Сиделка пробовала ее успокоить; выбившись из сил, женщина перестала плакать. Доктор подошел к столу в другом конце комнаты, где лежал прикрытый салфеткой труп новорожденного младенца. Приподняв салфетку, врач поглядел на безжизненное тельце. И хотя кровать была отгорожена ширмой, женщина догадалась, что он делает.
— Мальчик или девочка? — шепотом спросила она у сиделки.
— Тоже мальчик.
Женщина ничего не сказала. В комнату вернулась нянька. Она подошла к больной.
— Филип так и не проснулся,— сказала она.
Воцарилось молчание. Доктор снова пощупал у больной пульс.
— Пожалуй, пока я здесь больше не нужен,— сказал он.— Зайду после завтрака.
— Я вас провожу,— предложила сиделка.
Они молча спустились по лестнице в переднюю. Доктор остановился.
— Вы послали за деверем миссис Кэри?
— Да.
— Как вы думаете, когда он приедет?
— Не знаю, я жду телеграмму.
— А что делать с мальчиком? Не лучше ли его куда-нибудь пока отослать?
— Мисс Уоткин согласилась взять его к себе.
— А кто она такая?
— Его крестная. Как по-вашему, миссис Кэри поправится?
Доктор покачал головой.
Неделю спустя Филип сидел на полу гостиной мисс Уоткин в Онслоу Гарденс. Он рос единственным ребенком в семье и привык играть один. Комната была заставлена громоздкой мебелью, и на каждой оттоманке лежало по три больших подушки. В креслах тоже лежали подушки. Филип стащил их на пол и, сдвинув легкие золоченые парадные стулья, построил затейливую пещеру, где мог прятаться от притаившихся за портьерами краснокожих. Приложив ухо к полу, он прислушивался к дальнему топоту стада бизонов, несущихся по прерии. Дверь отворилась, и он затаил дыхание, чтобы его не нашли, но сердитые руки отодвинули стул, и подушки повалились на пол.
— Ах ты, шалун! Мисс Уоткин рассердится.
— Ку-ку, Эмма! — сказал он.
Няня наклонилась, поцеловала его, а потом стала отряхивать и убирать подушки.
— Мы домой поедем? — спросил он.
— Да, я пришла за тобой.
— У тебя новое платье.
Шел 1885 год, и женщины носили турнюры. Платье было сшито из черного бархата, с узкими рукавами и покатыми плечами; юбку украшали три широкие оборки. Капор тоже был черный и завязывался бархотками. Няня не знала, как ей быть.
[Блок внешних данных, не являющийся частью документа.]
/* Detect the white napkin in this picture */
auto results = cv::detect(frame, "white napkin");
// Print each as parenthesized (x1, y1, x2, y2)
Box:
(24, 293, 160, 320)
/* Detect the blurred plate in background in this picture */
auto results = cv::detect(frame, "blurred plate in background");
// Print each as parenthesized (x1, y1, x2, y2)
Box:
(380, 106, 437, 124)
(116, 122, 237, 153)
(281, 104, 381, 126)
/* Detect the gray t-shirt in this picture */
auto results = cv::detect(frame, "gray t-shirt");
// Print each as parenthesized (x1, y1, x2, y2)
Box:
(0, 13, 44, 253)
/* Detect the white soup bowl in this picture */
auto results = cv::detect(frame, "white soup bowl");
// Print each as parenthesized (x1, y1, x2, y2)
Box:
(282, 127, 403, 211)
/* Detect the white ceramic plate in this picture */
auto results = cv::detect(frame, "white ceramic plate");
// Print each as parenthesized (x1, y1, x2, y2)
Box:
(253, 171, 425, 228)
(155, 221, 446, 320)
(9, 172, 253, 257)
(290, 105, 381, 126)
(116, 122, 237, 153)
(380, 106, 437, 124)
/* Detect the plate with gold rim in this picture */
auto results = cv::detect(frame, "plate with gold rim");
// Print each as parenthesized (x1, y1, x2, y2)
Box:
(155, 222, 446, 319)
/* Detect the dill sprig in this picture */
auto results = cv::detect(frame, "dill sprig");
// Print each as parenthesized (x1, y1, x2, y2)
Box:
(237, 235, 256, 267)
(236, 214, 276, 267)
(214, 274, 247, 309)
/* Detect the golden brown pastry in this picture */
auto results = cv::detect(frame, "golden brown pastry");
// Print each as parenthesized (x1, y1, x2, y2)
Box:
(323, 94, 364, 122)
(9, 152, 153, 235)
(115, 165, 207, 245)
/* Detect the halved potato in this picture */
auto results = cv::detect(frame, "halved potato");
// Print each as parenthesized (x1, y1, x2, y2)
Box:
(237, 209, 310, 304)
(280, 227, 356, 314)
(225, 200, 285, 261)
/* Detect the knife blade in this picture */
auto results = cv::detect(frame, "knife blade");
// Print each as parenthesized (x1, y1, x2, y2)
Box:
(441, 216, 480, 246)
Вопрос, которого она ждала, не был задан, и ей не на что было дать заранее приготовленный ответ.
— Почему же ты не спрашиваешь, как поживает твоя мама? — не выдержала она наконец.
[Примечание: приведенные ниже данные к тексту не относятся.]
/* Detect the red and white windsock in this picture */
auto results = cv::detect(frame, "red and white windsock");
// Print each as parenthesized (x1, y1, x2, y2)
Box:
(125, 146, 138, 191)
— Я позабыл. А как поживает мама?
Теперь уже она могла ответить:
— Твоей маме хорошо. Она очень счастлива.
— Да?
— Мама уехала. Ты ее больше не увидишь.
Филип ничего не понимал.
— Почему?
— Твоя мама на небе.
Она заплакала, и Филип, хоть и не знал, в чем дело, заплакал тоже. Эмма — высокая, костистая женщина со светлыми волосами и грубоватыми чертами лица — была родом из Девоншира и, несмотря на многолетнюю службу в Лондоне, так и не отучилась от своего резкого говора. От слез она совсем растрогалась и крепко прижала мальчика к груди. Она понимала, какая беда постигла ребенка, лишенного той единственной любви, в которой не было и тени корысти. Ей казалось ужасным, что он попадет к чужим людям. Но немного погодя она взяла себя в руки.